Blue Continuity

I reach out to grab Alice Neel’s cobalt contour line
that runs and drifts defining eyes, hands, breasts, room
and wallpaper, becoming thicker and thinner as the oil paint resists
and then releases, like an exhale. I watch it as it moves
through, hundreds of portraits of mothers and children,
Spanish Harlem neighbors, cleaning women and celebrities, friends, lovers
—all with a swath of olive green hush, and an almost neon-pink, somewhere on their faces—
each with their eyes fixed on Neel as she, the collector of souls, renders
them forever watching her from the canvas’s surface.
At eighty, she turns her gaze inward and paints herself nude,
focusing slightly elsewhere, seated in her usual marine-blue
and white striped chair, her exhausted breasts held tenderly
in blue outline, offering herself, her body, to be seen.

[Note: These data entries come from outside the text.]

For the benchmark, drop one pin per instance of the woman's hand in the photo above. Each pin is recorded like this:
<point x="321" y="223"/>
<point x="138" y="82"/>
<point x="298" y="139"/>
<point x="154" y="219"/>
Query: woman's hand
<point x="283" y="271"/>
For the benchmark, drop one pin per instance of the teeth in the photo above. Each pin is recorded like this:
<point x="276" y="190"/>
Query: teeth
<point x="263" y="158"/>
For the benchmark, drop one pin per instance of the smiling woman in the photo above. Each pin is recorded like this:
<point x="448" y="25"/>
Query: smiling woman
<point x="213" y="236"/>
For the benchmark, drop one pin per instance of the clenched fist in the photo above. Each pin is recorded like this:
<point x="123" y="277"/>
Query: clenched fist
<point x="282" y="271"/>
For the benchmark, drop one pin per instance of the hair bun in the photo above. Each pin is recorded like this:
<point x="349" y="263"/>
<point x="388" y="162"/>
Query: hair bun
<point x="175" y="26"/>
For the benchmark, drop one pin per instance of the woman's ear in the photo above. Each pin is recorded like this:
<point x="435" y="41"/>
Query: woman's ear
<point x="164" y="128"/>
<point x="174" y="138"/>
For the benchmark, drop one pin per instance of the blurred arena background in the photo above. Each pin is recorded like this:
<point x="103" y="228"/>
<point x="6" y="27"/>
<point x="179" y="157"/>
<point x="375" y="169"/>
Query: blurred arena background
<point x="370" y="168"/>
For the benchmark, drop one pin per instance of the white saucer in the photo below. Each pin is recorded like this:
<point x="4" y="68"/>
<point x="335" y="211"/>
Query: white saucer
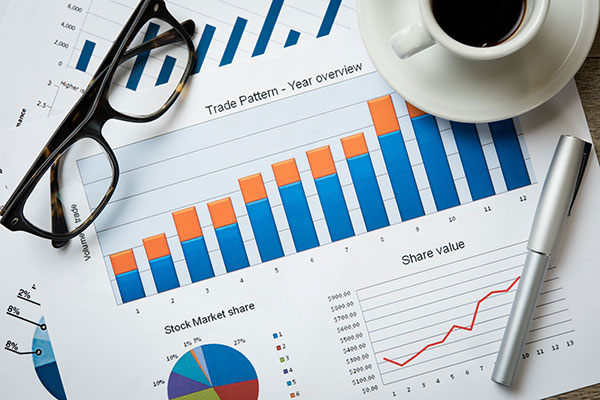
<point x="480" y="91"/>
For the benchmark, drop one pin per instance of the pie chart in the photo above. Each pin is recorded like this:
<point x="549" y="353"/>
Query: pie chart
<point x="213" y="372"/>
<point x="44" y="362"/>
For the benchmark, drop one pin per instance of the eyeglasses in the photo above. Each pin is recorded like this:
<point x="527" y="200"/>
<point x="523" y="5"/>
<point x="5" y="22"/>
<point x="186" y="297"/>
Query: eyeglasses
<point x="128" y="61"/>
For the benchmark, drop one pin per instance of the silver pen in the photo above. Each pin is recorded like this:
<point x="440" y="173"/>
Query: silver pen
<point x="554" y="206"/>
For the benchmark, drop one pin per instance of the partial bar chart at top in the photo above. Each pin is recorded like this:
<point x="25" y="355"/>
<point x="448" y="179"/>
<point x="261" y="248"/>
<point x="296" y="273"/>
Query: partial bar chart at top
<point x="225" y="33"/>
<point x="288" y="177"/>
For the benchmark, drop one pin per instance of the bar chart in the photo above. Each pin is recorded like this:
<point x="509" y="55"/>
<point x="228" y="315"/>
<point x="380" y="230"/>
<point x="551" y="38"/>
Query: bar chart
<point x="225" y="36"/>
<point x="191" y="206"/>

Tracing through my own body,
my own work,
I find the same blue cord,
a call to painters, a bid to mothers,
Get going, grab the line, there isn’t much time.

Stephanie Trenchard is a sculptor and painter working out of her Sturgeon Bay, Wisconsin hot glass studio. Her artwork can be seen in the Museum of Wisconsin Art as well as in many prestigious collections.